Quixey was a company located in Mountain View, California. Quixey search, which it called "functional", allowed apps to be searched for by the actions the app can perform instead of requiring the user to know the name of the app. In 2015, Quixey raised a $60 million investment round at a valuation of approximately $600 million. Quixey shut down in February 2017.

== History ==
Quixey was co-founded in 2009 by Chief Strategy Officer (and former CEO) Tomer Kagan and Chief Science Officer Liron Shapira. The company spent a year and a half building the product.

On December 4, 2012, Quixey partnered with the federated search engine, Ask.com. A month later, the company claimed that it was powering nearly 100 million queries per month. On June 27, 2013, the company announced sponsored results, its first attempt at monetization.

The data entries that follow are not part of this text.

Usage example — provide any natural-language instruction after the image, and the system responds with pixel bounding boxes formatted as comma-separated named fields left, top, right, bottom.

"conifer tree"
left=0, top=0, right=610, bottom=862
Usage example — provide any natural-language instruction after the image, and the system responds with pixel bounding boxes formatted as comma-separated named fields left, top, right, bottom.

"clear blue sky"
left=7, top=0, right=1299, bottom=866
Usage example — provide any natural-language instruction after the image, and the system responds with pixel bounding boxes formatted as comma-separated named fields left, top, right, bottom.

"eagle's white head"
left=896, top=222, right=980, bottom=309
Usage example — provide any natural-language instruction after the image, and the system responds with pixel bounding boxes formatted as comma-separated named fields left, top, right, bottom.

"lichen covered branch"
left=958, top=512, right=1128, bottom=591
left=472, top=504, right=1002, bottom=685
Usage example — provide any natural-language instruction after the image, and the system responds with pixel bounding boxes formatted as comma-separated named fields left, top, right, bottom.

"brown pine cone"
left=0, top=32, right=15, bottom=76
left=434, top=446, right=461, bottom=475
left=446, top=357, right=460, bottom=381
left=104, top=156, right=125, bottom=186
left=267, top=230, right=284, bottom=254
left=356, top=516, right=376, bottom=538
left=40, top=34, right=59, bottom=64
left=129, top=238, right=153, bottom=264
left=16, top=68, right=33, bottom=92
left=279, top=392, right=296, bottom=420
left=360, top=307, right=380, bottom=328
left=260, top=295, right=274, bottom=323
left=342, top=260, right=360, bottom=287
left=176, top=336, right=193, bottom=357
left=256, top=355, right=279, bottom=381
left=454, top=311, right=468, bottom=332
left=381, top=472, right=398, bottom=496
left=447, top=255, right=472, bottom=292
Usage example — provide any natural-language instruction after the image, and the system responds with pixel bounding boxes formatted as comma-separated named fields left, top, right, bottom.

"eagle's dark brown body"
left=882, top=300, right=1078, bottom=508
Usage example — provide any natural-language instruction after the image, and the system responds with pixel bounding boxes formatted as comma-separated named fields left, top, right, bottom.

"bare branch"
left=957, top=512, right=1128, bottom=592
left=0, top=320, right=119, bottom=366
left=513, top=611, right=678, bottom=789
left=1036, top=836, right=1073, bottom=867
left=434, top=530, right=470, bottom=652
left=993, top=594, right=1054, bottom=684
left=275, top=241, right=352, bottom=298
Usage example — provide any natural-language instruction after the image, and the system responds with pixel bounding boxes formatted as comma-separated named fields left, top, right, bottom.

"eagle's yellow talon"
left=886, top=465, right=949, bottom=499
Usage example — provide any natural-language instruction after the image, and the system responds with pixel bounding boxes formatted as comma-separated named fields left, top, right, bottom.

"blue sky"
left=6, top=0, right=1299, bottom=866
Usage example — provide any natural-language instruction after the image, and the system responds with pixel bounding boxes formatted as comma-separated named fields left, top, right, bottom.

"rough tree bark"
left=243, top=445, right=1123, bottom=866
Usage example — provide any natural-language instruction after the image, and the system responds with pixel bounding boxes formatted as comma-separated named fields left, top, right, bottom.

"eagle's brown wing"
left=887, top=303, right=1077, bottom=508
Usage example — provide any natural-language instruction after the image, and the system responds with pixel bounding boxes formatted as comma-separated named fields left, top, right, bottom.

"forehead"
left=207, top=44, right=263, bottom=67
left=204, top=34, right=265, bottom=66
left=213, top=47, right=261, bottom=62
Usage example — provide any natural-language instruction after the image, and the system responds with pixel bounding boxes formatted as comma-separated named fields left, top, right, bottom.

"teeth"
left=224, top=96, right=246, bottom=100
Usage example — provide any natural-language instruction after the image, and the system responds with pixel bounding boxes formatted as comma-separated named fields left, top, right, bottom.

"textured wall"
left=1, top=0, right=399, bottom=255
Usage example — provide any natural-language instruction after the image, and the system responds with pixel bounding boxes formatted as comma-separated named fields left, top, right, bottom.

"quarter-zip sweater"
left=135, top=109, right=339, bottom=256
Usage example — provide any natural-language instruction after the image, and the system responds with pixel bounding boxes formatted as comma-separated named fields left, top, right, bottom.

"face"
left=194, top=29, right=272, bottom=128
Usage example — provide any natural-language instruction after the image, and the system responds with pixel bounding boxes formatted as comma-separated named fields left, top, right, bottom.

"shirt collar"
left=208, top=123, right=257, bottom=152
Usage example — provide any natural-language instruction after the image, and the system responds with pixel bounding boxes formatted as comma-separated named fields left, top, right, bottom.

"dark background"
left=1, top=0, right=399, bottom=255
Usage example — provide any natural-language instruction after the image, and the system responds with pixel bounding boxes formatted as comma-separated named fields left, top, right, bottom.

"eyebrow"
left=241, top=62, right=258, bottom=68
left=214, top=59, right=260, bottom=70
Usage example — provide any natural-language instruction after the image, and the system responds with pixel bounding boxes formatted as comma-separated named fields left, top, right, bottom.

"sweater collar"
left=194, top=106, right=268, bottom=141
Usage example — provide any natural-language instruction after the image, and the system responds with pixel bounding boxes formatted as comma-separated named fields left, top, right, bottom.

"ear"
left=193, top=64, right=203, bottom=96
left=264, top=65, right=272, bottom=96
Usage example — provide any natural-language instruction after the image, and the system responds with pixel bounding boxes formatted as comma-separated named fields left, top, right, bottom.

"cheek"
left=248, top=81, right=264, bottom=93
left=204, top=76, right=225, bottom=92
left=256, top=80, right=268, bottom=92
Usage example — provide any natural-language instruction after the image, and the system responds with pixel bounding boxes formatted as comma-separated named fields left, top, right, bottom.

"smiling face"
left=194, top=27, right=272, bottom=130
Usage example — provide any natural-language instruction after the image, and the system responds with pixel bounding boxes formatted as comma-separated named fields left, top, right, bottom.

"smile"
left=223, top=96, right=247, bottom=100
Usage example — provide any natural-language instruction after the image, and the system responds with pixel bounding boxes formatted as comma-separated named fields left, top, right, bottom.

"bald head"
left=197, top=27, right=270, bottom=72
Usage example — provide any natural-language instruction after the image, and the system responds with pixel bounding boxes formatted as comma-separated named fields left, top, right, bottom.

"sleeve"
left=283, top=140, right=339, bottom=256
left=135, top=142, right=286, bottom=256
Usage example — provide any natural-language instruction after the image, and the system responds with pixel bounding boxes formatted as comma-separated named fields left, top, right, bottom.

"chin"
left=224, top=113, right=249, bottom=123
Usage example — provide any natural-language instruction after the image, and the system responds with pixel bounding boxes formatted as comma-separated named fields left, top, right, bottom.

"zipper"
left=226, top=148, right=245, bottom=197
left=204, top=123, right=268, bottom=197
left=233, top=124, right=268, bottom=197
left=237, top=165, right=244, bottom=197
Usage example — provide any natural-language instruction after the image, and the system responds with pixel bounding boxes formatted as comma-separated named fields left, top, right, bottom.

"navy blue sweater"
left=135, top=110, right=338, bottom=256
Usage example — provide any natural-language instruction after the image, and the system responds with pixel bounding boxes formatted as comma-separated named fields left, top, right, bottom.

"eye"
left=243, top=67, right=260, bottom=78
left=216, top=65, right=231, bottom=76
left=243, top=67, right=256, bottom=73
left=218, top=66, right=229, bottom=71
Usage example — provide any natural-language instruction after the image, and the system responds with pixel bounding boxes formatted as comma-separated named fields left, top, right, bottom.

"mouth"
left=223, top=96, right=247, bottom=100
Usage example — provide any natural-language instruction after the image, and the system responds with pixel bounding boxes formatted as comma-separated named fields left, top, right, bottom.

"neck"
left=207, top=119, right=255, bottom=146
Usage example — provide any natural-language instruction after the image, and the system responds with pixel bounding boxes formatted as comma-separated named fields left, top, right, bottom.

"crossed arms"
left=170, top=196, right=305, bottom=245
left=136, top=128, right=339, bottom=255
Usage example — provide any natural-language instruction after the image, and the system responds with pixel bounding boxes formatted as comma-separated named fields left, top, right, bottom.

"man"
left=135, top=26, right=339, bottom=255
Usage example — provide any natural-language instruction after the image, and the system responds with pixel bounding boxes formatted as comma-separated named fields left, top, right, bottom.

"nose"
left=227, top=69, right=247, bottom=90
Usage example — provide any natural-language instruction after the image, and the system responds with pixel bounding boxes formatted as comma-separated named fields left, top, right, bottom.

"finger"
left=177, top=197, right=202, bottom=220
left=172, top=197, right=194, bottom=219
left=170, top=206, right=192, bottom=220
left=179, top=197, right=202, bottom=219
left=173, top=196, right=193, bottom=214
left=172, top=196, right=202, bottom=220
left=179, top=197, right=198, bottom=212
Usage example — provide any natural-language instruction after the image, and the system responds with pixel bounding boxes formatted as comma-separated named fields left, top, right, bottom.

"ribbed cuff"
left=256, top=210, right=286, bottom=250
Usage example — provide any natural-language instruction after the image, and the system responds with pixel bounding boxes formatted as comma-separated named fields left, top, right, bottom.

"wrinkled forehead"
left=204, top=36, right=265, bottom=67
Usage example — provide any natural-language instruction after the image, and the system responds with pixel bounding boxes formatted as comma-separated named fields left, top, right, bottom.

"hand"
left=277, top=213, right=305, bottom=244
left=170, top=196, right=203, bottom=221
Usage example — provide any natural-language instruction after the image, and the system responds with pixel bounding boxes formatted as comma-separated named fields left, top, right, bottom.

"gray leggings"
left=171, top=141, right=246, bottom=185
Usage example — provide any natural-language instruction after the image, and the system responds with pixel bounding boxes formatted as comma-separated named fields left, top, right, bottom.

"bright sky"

In February 2016, several executives reportedly left Quixey as the company missed revenue targets.
The company shut down in February 2017.

=== Funding ===
At the same time as its private launch, Quixey announced its $400,000 seed round funding, led by Eric Schmidt’s Innovation Endeavors. In August 2011, the company closed its Series A round of funding, led by U.S. Venture Partners and WI Harper Group, with participation from Webb Investment Network and Innovation Endeavors. Between August 2011 and June 2012, when Quixey announced its Series B round of $20 million, the company grew from six employees to 30.

== Partners ==
Quixey’s partners included Ask.com, a federated search engine that in 2012 was reported to get 3% of all U.S.-based query volume. The company began powering Ask.com’s app search on December 4, 2012. Quixey powered app search for Sprint on two products: Sprint Digital Lounge and Sprint Zone.

== Quixey Challenge ==
Early on, Quixey built a coding challenge called Quixey Challenge to attract engineering talent. The contest asked participants to solve a bug in under one minute to win $100 and a Quixey t-shirt. In December 2011, the contest yielded 38 winners, five of which became serious candidates for three open positions.